A Response to Roger Olson: Astrid Johannsen recently brought my attention to this article by Roger Olson about Nihilism and Atheism, which asserts essentially that one cannot be an atheist without being a nihilist, and that atheists are accidentally, not fundamentally, ethical. I responded wiht the following:

Ah, this article takes me back to earnest university discussion groups. So, in that spirit, a sticking point: namely, that theism and nihilism have much more in common than atheism and nihilism do. For the theist and nihilist both, the question of the metaphysics of Meaning is of supreme importance – the one in asserting the existence of a Meaning beyond life itself, the other in the absolute denial thereof, are both chained to it as the central issue of life.

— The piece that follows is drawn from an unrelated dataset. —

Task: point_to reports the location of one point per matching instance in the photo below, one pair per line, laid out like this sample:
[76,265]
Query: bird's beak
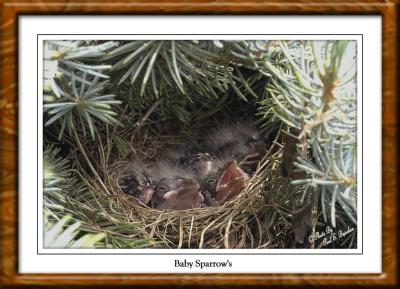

This is not the case with the atheist, who looks at such carryings-on, shrugs his shoulders, and goes on with the business of life. To commit one’s self dogmatically to an issue that language can’t properly resolve is decidedly not the business of the atheist, and so both nihilism and theism are equally foreign to him.

You define atheism in a very theistic fashion, for the purposes of simplifying argumentation, but it is really a linguistic issue. And this is why the comments about the ethics of the atheist fall somewhat flat as well – is obedience without understanding really ethical behavior? The Bible is full of people doing supremely awful things because they were told to by a supposedly holy man – is the ethical sense of such a person really all that laudatory? The atheist has to choose to be ethical you say – but then so does the parishioner. It is supposedly easier for the latter because of the Wrath of God, but then, that also makes it easier for him to act unethically when a person in a position of religious power tells him to. This is the problem with dogmatic ethics – the point at which you are asked to Question No Further is the point where ethics fundamentally cease to exist. This is a problem for the theist, not the atheist.


There is much else to be said about the article - it is always interesting to read people who believe in God because they believe it to be Reasonable, rather than because they Gut Feel it. Such folks are usually just a brief nudge away from being atheists themselves - there are only so many times that you can spackle the still absurdly creaky ontological argument before the futility of the attempt seeps into your pores and you decide to through in the trowel.